Earlier, Viewzone ran a story about a strange rock wall that was photographed in Olkahoma. The complete story can be seen here. The wall was later buried when public interest and scrutiny suggested that it might have been evidence of an earlier civilization in the Americas.
This is a boulder on display at Jennings Randolph Lake in Mineral County, West Virginia. There have been numerous theories and speculations as to its origin, ranging from a pictograph made by prehistoric man, an indian carving, the impression of the skin pattern of a giant lizard, or evidence of a visit to earth by an early travelers from outer space.
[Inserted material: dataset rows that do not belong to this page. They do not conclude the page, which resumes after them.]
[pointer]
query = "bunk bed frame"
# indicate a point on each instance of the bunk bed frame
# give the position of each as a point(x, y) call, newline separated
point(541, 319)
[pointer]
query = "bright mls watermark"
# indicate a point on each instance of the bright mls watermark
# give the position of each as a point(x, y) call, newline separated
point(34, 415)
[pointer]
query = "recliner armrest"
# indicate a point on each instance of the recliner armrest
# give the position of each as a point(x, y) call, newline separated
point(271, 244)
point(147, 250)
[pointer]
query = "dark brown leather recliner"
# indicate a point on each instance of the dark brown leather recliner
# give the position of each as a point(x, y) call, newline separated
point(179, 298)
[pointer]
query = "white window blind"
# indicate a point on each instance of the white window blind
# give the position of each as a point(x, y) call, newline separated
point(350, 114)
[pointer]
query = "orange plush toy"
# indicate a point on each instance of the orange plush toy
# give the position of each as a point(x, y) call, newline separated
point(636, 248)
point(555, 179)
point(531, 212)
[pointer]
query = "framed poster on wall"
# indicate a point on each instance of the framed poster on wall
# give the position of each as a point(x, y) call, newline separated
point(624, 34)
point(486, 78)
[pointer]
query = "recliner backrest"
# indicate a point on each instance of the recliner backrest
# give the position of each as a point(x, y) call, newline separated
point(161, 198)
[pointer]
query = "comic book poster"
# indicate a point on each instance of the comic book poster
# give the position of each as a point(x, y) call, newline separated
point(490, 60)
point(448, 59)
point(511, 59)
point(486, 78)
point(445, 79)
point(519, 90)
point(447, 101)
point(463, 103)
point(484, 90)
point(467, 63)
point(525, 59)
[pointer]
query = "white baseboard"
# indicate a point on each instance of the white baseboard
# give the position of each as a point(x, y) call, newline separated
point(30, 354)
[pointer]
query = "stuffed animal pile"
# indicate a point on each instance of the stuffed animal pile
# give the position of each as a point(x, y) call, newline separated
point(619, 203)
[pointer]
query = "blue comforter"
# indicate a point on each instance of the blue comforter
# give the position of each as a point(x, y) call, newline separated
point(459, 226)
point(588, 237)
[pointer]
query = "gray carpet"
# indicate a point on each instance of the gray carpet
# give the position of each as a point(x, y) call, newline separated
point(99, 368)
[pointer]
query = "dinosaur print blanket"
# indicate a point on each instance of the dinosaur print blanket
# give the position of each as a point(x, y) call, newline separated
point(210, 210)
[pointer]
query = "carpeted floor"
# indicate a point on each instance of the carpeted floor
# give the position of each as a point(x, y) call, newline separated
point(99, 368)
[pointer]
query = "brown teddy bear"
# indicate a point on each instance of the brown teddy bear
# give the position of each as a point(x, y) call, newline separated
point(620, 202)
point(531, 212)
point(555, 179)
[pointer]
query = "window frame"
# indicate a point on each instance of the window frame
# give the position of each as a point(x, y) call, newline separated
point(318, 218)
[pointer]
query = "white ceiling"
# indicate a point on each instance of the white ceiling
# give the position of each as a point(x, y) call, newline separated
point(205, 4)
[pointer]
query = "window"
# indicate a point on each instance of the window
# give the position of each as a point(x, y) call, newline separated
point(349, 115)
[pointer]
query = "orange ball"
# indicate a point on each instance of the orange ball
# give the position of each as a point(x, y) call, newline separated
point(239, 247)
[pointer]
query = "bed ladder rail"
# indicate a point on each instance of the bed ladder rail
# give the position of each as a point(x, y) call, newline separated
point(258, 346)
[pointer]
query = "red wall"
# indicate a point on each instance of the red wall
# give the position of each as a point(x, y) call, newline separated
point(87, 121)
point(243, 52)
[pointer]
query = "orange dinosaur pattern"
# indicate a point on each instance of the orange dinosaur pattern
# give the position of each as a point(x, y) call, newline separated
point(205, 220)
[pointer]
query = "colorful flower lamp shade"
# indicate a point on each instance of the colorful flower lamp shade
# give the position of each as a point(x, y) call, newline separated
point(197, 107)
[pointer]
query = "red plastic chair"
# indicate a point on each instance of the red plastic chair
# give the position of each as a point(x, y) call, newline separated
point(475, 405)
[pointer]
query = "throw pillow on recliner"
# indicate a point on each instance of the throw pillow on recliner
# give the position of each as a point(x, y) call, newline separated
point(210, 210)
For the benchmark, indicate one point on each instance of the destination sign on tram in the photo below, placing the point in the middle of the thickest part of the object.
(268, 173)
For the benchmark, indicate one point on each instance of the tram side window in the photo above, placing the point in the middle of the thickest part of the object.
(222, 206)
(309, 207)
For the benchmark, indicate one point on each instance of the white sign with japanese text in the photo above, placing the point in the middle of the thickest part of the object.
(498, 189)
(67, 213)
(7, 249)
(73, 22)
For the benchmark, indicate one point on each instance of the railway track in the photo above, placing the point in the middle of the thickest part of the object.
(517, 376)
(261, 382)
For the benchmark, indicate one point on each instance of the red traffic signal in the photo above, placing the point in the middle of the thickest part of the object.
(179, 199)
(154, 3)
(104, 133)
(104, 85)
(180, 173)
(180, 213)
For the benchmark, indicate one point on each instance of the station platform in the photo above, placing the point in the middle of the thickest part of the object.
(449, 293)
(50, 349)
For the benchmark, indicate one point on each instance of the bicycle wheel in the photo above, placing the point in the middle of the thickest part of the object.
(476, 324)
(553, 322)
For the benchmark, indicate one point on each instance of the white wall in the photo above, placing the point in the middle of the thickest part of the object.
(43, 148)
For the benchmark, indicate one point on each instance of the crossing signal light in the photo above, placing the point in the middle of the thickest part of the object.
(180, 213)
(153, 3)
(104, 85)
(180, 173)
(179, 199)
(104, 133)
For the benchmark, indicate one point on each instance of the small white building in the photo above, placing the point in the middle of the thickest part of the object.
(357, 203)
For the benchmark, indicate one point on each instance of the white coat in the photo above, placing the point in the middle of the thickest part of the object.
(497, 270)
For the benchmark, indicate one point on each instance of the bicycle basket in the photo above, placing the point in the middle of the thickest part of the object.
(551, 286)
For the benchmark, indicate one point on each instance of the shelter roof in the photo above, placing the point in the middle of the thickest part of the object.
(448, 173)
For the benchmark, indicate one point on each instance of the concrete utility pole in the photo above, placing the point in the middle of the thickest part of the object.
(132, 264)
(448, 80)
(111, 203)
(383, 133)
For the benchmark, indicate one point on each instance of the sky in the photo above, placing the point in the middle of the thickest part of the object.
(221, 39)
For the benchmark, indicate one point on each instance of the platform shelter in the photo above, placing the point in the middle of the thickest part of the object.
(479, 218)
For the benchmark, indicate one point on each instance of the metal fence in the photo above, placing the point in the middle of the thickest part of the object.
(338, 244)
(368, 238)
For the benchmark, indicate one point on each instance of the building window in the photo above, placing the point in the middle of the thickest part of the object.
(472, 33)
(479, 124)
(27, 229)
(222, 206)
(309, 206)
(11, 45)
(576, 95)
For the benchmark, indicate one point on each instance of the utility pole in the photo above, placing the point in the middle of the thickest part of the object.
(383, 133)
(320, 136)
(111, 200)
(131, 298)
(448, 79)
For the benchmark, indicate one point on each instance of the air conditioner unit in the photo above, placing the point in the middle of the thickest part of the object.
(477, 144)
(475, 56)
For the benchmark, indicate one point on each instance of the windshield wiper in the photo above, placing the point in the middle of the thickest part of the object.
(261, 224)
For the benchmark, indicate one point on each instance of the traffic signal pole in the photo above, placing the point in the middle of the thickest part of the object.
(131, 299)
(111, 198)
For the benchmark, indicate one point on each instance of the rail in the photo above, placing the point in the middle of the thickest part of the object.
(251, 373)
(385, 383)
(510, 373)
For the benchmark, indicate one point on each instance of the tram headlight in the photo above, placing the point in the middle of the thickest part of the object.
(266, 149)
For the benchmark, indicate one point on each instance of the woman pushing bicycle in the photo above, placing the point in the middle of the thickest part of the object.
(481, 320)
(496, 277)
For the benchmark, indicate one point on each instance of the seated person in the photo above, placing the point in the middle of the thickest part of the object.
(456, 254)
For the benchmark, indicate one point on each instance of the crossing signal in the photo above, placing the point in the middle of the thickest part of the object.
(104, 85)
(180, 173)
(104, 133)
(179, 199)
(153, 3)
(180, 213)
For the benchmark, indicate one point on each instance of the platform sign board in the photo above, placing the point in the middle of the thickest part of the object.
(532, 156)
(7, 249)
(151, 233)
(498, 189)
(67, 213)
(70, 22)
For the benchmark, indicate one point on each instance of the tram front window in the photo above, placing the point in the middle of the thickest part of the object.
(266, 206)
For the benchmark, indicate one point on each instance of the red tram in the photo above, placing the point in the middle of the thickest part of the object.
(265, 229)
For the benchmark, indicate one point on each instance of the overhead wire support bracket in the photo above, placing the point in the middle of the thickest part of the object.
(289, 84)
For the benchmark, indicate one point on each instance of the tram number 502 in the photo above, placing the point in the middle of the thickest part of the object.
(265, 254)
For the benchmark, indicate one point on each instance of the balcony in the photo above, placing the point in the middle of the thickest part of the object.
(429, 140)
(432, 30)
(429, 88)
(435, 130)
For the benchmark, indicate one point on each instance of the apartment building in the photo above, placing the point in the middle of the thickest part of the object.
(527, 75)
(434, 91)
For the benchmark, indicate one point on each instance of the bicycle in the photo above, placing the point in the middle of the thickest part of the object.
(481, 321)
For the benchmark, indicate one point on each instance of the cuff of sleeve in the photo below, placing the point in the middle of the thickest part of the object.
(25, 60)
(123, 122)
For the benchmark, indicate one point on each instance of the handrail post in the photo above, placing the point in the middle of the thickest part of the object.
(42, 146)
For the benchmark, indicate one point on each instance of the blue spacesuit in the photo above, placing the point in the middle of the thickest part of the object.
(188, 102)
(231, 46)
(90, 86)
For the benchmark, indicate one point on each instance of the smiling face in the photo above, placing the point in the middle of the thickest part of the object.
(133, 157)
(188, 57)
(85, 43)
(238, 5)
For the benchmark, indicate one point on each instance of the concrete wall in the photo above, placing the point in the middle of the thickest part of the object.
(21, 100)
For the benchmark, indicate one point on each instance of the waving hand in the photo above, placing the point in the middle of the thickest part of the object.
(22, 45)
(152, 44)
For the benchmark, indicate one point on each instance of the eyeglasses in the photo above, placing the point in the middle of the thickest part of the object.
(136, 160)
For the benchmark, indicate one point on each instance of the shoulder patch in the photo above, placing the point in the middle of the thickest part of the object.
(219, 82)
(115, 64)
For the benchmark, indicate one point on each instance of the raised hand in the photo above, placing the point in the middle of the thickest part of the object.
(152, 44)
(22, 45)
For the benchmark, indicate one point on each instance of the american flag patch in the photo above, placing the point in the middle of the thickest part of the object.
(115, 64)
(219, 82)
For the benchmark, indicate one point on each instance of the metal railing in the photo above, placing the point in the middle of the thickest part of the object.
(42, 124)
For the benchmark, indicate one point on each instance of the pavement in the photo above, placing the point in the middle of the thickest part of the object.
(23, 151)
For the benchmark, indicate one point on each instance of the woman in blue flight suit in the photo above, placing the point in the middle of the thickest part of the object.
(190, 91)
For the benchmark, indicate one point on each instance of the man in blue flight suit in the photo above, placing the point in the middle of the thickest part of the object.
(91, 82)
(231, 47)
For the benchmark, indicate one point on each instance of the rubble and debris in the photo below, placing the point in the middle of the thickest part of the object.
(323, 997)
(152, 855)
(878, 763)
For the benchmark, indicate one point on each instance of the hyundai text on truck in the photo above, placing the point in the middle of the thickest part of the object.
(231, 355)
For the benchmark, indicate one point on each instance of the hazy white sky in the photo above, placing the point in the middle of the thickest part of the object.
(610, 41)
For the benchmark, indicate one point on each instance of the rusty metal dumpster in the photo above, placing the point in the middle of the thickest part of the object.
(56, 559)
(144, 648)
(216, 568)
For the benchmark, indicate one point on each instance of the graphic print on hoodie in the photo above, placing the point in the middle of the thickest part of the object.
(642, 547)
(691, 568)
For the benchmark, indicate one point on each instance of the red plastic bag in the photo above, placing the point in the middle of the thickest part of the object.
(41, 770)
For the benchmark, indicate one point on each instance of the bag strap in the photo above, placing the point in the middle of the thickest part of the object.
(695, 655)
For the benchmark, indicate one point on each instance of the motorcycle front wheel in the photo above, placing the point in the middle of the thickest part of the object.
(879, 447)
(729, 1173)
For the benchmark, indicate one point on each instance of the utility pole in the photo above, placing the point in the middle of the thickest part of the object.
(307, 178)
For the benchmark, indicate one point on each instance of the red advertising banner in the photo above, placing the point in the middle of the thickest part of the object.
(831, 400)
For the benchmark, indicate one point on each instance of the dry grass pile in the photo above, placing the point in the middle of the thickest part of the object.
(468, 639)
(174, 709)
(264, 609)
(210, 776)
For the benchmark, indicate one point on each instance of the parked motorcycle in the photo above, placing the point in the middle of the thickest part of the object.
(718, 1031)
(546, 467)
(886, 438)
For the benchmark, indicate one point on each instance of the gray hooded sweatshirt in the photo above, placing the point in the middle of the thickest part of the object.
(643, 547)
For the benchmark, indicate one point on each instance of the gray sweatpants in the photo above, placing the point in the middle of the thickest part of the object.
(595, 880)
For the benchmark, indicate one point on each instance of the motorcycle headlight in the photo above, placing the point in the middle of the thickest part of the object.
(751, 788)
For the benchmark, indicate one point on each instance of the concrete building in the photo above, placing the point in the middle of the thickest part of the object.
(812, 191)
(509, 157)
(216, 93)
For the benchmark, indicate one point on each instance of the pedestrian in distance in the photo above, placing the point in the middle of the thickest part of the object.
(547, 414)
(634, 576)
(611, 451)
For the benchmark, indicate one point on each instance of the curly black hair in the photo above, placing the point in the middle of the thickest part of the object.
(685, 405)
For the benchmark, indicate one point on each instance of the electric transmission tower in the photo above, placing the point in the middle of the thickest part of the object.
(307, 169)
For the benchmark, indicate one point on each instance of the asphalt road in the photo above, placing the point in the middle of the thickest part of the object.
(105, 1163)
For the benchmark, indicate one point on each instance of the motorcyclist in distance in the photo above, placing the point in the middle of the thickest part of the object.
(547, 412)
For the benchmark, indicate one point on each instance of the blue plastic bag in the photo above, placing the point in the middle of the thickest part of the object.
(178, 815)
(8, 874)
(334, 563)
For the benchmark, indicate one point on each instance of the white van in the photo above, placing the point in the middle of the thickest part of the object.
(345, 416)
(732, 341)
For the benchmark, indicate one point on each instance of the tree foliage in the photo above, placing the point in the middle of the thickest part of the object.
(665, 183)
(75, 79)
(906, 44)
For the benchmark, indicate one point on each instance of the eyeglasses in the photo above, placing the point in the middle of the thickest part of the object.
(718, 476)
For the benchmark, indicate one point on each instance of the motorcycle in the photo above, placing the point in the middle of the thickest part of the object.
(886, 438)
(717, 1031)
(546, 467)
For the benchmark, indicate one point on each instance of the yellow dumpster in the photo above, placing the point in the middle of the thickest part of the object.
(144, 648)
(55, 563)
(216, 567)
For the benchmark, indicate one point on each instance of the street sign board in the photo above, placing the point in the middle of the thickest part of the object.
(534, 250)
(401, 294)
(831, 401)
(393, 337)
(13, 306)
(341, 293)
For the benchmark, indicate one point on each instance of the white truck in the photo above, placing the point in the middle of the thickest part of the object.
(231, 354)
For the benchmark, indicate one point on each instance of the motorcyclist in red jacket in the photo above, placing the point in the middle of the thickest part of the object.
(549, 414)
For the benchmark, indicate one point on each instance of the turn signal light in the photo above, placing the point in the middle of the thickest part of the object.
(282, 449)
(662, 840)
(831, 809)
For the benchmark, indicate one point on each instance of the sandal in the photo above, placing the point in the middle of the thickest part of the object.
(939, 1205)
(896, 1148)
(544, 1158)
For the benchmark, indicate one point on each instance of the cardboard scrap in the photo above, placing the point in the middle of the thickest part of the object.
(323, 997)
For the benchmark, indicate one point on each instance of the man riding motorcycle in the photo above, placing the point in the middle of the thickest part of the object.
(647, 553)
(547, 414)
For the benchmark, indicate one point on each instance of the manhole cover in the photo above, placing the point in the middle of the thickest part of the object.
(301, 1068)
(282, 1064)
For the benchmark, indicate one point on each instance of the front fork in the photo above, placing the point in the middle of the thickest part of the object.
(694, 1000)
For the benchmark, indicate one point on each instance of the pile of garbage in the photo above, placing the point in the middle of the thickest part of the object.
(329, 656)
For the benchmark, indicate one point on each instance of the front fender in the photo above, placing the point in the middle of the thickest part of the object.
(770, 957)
After examination of the phenomenon and some much needed web conferencing, Corps of Engineers geologists and those of other agencies have concluded that it is a natural geological formation. Although such formations are not common, similar patterned boulders were found on the east side of Tea Creek Mountain in Pocahontas County, West Virginia. Dr. Jack B. Epstein of the Geological Survey, U.S. Department of the interior, explained that the waffle rock is part of the Conemaugh geologic series that was deposited about 300 million years ago during the Pennsylvanian period. It is surmised that the waffle rock is a large loose boulder that fell from a parent outcrop somewhere higher up the slope, many decades ago, before the present trees grew.
What do you think?
It's from Petit Jean Park in Arkansas and it's called "Carpet Rock". The formation of this kind of rock is thought to begin with the fracturing of sandstone and the filling of the resulting cracks with quartz cement. Subsequent weathering erodes the relatively soft sandstone more than the quartz. Eventually the quartz stands out from the sandstone in a carpet-like pattern.